Hamas War

Thursday, October 9, 2008

Creating Panic

I haven't yet figured out the reason, but the Israeli media is creating panic about the financial situation.

The United States has a serious problem/recession/depression, but the Israeli economy, amazingly, has been strong. But the Israeli media is trying to change it.

The other night on the TV news, I heard a report about the Israeli stock market dropping. You'd think they were cheering the Israeli National Soccer Team winning the way they talked about the drop. And then a night or two later, they investigated various "home safes," since they told the public that the banks wouldn't be reliable.

Well, if things do get worse, at least we can blame Olmert and Kadima...

4 comments:

Akiva said...

The Israeli stock market has never been a place for the individual investor. Israeli's don't build their retirement through Tel Aviv Stock Market investments, or mutual funds.

BUT, the power elites DO. If I remember correctly from a Globes article in the past, about 5% of Israeli's own 85% of the Tel Aviv market, the other 15% being foreign ownership.

The reporters are reporting on themselves and on the impact to those they look up to in the Tel Aviv towers.

Batya said...

Akiva, good answer. Just now there was a bit on the news. The reporter asked an economist why the Israeli govt isn't interfering, and he insisted that there wasn't a need to.

Akiva said...

The secondary point as well, as you mentioned from your recent interview, the reporters are relatively clueless yet have their agenda.

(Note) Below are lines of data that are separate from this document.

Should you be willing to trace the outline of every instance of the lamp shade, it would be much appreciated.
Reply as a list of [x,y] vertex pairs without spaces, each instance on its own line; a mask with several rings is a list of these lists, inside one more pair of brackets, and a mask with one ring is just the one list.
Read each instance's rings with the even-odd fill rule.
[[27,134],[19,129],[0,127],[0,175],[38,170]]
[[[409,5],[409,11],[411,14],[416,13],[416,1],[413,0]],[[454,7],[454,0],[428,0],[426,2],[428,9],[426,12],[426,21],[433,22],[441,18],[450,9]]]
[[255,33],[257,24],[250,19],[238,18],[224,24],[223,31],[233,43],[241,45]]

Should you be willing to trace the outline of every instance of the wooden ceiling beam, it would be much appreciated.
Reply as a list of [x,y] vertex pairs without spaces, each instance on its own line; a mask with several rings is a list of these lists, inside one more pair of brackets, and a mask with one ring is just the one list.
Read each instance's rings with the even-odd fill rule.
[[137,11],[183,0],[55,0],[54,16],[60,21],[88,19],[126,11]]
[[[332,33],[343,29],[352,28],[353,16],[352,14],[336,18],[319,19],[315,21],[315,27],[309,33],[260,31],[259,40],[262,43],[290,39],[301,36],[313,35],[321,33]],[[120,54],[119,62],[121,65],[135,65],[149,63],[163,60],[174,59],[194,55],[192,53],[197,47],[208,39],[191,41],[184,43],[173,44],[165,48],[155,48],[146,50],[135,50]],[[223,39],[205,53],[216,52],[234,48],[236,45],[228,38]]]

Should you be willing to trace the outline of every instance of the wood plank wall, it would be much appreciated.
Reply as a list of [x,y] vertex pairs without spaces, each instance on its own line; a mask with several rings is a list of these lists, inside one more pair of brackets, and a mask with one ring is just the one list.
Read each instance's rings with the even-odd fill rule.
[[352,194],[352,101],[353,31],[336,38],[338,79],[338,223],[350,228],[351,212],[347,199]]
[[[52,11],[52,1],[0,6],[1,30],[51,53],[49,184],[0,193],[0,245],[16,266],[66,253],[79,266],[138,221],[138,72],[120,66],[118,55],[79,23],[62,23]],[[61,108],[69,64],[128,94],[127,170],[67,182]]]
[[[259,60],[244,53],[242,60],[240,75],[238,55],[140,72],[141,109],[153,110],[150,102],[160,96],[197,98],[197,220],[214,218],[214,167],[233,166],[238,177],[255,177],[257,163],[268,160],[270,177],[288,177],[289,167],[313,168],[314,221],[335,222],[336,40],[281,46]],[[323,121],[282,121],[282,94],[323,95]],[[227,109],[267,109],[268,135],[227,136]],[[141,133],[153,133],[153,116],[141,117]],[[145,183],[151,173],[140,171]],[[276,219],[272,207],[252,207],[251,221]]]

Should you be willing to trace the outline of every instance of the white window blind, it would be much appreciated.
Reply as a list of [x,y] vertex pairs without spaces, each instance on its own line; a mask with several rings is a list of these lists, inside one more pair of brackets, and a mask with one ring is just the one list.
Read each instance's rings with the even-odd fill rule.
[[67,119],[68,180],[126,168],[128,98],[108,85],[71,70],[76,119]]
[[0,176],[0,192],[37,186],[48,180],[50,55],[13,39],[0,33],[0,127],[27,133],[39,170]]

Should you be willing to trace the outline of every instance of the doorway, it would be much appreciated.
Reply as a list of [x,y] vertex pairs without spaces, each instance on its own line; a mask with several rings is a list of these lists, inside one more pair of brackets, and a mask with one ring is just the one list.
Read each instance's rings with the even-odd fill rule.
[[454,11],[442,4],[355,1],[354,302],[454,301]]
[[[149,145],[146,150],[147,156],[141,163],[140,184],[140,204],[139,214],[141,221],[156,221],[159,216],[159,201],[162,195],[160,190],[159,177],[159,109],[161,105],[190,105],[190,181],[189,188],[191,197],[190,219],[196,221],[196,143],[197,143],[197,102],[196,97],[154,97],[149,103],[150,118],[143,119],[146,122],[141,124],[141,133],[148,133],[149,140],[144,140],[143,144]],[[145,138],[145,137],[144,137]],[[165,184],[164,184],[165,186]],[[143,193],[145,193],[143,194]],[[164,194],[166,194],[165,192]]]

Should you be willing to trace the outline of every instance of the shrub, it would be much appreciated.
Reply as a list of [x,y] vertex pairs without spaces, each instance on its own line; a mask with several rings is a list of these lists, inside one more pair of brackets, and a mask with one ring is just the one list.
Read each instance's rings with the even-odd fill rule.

Panic makes news. Crisis increases viewership. They're certainly not beyond riling up a crisis to up their ratings, even if they don't have a clue on what's going on or not.

If you've been reading on my blog, I've been following this closely. It's even worse than is being reported, but so far Israel's only direct exposure is any local banks or companies that have US investments (rated around $300 million impact to the banks, big but not crushing). The indirect question, and you may be able to help me with this, is what does Israel export and will those markets decrease in a major way? (Vegetables, probably no impact - people always have to eat and it's not a luxury good, military, also probably no impact, as things get unstable militaries even build up. What else?)

Batya said...

Off-hand, I'm not familiar with the export market, and I think more food goes to Europe.
I presume, fewer American tourists and immigrants, not because life is good there, but because the dollar is worthless here.